Binc isn’t here to judge, we are here to help. Needing a helping hand shouldn’t be embarrassing, we all need a little help now and then. Binc wants to help at the first sign of the hardship, saving you months of potential stress over how to pay your bills.

“It seemed like too much paperwork.”
We try to simplify the application process, asking for only the documents we are legally required to collect. We have streamlined our application as much as possible. We want the process to be easy and not to create more stress for you.

“The whole process was confusing.”
We know that the stress of a financial hardship can be overwhelming. Call us and we can walk you through the steps to apply. Don’t let temporary confusion lead to an overwhelming debt burden in the future.

“I figured there was somebody else who might have a bigger need.”
If you are having trouble paying your bills, then there is no one with a bigger need. We are constantly working to raise funds from industry supporters to make sure that there will always be enough money to cover bookseller’s needs, big or small. Also, we know that helping someone with a small need today can prevent it from turning into a larger need down the road.

“I’m a bookstore owner, not an employee.”
If you make your living from the bookstore, whether owner or employee, then you are eligible.

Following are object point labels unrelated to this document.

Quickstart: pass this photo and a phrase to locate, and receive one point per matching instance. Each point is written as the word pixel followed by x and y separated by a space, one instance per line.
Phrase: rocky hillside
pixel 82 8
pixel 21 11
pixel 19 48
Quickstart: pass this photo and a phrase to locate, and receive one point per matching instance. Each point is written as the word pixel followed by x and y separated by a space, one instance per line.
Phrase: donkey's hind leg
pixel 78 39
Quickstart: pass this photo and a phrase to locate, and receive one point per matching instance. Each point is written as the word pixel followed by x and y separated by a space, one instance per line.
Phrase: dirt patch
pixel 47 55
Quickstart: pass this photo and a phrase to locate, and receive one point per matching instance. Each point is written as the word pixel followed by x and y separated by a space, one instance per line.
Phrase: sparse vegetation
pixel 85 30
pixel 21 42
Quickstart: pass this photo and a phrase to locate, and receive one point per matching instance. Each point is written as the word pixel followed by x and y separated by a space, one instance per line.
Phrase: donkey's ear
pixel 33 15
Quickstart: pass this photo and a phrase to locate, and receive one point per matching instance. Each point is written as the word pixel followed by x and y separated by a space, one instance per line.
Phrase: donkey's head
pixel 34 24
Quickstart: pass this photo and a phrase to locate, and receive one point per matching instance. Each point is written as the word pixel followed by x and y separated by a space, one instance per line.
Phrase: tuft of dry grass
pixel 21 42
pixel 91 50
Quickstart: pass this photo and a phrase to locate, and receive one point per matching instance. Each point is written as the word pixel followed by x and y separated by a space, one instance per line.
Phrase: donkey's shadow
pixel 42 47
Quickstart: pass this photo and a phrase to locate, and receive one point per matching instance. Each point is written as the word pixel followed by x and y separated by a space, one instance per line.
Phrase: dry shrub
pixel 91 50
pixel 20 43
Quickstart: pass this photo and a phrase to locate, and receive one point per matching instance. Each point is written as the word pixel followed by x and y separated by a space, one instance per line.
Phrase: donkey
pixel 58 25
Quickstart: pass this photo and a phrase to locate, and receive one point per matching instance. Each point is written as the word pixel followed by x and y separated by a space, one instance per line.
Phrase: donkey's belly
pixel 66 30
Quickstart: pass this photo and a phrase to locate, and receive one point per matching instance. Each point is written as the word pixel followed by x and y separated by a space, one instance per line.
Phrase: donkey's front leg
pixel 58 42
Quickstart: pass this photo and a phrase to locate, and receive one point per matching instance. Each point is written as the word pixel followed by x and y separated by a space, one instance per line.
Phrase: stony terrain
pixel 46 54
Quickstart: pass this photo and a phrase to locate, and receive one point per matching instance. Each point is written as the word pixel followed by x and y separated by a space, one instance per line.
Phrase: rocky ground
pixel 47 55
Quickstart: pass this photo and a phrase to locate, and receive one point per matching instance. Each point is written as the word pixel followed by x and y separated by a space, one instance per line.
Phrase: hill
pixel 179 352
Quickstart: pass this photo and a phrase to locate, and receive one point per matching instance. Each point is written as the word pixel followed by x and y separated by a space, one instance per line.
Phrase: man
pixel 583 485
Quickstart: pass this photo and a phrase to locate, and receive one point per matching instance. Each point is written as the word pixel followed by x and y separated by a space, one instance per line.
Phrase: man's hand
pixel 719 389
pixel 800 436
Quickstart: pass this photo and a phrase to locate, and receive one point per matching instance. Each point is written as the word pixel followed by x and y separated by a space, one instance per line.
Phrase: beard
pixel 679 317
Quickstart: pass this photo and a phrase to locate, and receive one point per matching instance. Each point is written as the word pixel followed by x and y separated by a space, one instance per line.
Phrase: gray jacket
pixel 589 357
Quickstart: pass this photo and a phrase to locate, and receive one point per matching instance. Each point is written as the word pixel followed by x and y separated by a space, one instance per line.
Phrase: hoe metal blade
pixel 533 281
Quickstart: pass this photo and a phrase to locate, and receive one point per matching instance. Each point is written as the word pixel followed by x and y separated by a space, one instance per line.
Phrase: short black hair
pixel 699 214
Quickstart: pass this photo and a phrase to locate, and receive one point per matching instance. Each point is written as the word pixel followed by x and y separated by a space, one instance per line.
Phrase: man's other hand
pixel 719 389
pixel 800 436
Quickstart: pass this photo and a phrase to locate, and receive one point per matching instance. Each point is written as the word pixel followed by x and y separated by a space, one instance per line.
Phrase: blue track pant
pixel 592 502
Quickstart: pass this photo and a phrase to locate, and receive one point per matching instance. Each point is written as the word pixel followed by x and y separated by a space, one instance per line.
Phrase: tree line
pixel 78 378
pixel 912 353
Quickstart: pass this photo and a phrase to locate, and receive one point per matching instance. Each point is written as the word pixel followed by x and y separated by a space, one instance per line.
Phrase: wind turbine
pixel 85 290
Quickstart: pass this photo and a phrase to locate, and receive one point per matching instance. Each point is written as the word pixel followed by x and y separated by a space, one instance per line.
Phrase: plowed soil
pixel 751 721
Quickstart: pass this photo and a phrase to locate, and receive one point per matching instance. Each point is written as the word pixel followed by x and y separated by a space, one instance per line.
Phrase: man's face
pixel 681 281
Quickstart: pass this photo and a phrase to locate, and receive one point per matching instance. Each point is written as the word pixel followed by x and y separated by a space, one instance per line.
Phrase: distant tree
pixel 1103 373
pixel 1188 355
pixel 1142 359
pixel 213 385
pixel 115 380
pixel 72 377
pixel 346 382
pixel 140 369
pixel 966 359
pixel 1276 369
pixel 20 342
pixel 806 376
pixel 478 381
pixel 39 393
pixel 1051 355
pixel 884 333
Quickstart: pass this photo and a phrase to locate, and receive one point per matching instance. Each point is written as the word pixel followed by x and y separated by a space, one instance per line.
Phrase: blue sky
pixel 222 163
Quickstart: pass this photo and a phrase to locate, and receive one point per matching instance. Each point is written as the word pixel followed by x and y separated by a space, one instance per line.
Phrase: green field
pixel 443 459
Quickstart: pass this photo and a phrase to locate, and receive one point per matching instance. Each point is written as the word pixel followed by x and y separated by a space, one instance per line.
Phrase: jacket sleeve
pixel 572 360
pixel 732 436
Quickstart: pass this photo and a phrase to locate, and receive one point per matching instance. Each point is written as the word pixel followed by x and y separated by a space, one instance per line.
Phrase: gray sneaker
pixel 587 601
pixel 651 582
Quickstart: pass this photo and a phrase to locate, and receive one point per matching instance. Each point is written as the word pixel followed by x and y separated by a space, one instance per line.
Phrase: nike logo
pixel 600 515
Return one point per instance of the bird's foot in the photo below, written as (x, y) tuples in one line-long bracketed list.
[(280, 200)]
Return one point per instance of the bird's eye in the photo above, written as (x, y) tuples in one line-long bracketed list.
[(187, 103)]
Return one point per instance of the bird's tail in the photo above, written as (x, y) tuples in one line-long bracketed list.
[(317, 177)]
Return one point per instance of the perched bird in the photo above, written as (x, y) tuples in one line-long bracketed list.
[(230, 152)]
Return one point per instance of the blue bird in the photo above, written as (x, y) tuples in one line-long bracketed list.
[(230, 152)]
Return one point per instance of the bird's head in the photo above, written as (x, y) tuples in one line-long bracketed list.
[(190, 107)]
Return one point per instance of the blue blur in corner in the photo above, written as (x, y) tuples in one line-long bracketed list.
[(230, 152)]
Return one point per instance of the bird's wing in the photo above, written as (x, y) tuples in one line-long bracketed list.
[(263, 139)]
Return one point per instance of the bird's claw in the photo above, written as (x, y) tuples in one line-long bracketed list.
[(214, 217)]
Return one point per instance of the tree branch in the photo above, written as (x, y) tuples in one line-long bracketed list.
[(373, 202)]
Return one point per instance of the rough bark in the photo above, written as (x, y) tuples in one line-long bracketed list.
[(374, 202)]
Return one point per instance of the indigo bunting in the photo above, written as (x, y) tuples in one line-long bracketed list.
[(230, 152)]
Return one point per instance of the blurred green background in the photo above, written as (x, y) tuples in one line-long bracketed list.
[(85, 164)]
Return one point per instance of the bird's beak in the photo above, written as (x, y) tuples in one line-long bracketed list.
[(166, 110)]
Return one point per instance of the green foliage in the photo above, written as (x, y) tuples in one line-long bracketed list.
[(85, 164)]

Owners can have needs that are just as great as their employees. Often, helping an owner overcome personal financial hardships is what allows the bookstore to remain open, and therefore keeping other bookselling jobs.

“My bookstore closed, so I wasn’t eligible.”
Binc can now help employees who qualify for up to 12 months after the closing of the bookstore.

“I received enough support through other channels.”
OK, this may be the only answer that is acceptable. But for those who don’t have other alternatives, ThinkBinc!

If this letter has any effect, we hope it is to encourage you and your fellow booksellers to call us. We only exist to help booksellers through whatever life throws at you. Whether we help by paying your bills, provide you with additional resources in your area, help you mediate medical bills, or combination of all three, we promise to do all we can to help you get through the difficulty you are facing.